Mach9 logo

Software Engineer, Sensor Data Integration

Mach9
9 days ago
Full-time
On-site
San Francisco, California, United States

The Role

At Mach9, Sensor Data Integration Engineers build the algorithms and pipelines that transform large-scale geospatial datasets into structured, accessible formats to power our survey product, Digital Surveyor. You’ll work with high-volume data sources — LiDAR-collected point clouds, on-road imagery, overhead aerial ortho photos — and own the systems that ingest, standardize and store them for our training and product use. Every single piece of data that our customers upload will pass through your systems first.

This role is ideal for an engineer who loves puzzle-hunting — reverse-engineering sparsely-documented formats, wrangling coordinate systems and transforms, hunting down strange camera projection issues.

You’ll sit at the divide between our customers and our product, making messy real-world sensor data trustworthy at scale. This role sits at the front of everything we do: our models are only as good as the data feeding them, and you'll be the one making that data trustworthy at scale.

Where you'll make an impact

  • Own the ingestion pipelines that convert point clouds and imagery from hardware vendors into Mach9's standard internal format

  • Reverse-engineer new vendor formats and updates - often working only with sparse or missing documentation - to expand what data Mach9 can take in

  • Build agentic systems to automatically triage failures and reformat data

  • Build automated checks and regression testing to guarantee the consistency of our data

  • Optimize the performance of our processing and storage across massive geospatial datasets in the cloud

  • Work directly with customers and partners to unblock critical customer projects

What you bring

  • Strong software development and debugging skills

  • Experience building production software in Python

  • Comfort operating with ambiguity.

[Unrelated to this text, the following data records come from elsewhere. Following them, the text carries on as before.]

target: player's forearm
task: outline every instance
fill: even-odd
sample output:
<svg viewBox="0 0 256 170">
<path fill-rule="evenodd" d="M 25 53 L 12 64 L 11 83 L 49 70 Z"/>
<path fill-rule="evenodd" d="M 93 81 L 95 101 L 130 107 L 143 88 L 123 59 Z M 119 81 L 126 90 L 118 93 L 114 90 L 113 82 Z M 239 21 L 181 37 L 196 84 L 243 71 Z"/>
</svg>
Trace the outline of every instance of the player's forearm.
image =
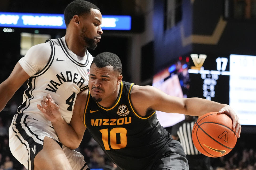
<svg viewBox="0 0 256 170">
<path fill-rule="evenodd" d="M 0 112 L 6 105 L 7 102 L 11 98 L 15 93 L 16 91 L 13 90 L 11 87 L 9 87 L 6 82 L 6 80 L 0 84 Z"/>
<path fill-rule="evenodd" d="M 227 105 L 197 97 L 187 98 L 185 104 L 186 114 L 201 116 L 212 112 L 218 112 Z"/>
<path fill-rule="evenodd" d="M 54 122 L 52 122 L 52 124 L 63 144 L 72 149 L 79 146 L 81 140 L 73 128 L 66 122 L 62 116 Z"/>
</svg>

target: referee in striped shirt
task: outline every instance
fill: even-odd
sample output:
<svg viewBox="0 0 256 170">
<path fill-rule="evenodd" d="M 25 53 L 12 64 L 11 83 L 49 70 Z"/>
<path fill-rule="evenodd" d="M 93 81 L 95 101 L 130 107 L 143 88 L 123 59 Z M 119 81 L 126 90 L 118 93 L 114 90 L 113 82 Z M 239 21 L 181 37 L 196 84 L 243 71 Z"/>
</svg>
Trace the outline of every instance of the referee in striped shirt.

You'll need to be able to dig into undocumented or messy data formats and reverse-engineer them.

  • Strong communication skills, with the ability to work across our ML, product, and customer success teams

  • A foundation in parallel computing or distributed systems

  • A bachelor's degree in Computer Science, Engineering, or equivalent experience.

Bonus experience

  • Experience building agentic systems and setting up agent harnesses — orchestrating LLM-driven workflows for triage, debugging, or automated code patching.

  • Understanding of geospatial data formats (e.g., LAS/LAZ, COPC, E57, GeoTIFF, Shapefiles) and tooling (e.g., GDAL, PDAL, untwine, laz-perf).

  • Expertise designing and managing data schemas and storage systems for geospatial data (e.g., Postgres/PostGIS, AWS S3).

  • Experience with large-scale data processing frameworks and cloud platforms (e.g., Spark, AWS Batch).

  • Familiarity with coordinate reference systems and transforms (CRS, WKT, pyproj, affine transforms).

  • Experience building data versioning, lineage, or artifact-tracking systems.

  • Experience operating data pipelines that feed ML training and inference.

  • Familiar with C++.

About Mach9

Mach9 is transforming civil infrastructure design with AI-powered geospatial tools. Our platform accelerates the creation of engineering deliverables from raw data, cutting manual drafting time by 96×. Trusted by global leaders in engineering and construction, we're backed by Y Combinator, Quiet Capital, and top founders and executives from Cruise, Autodesk, Adobe, and DoorDash.

We believe the needs of a startup benefit from an in-person culture. The team works out of our office in SoMa, with the flexibility to work from home when needed.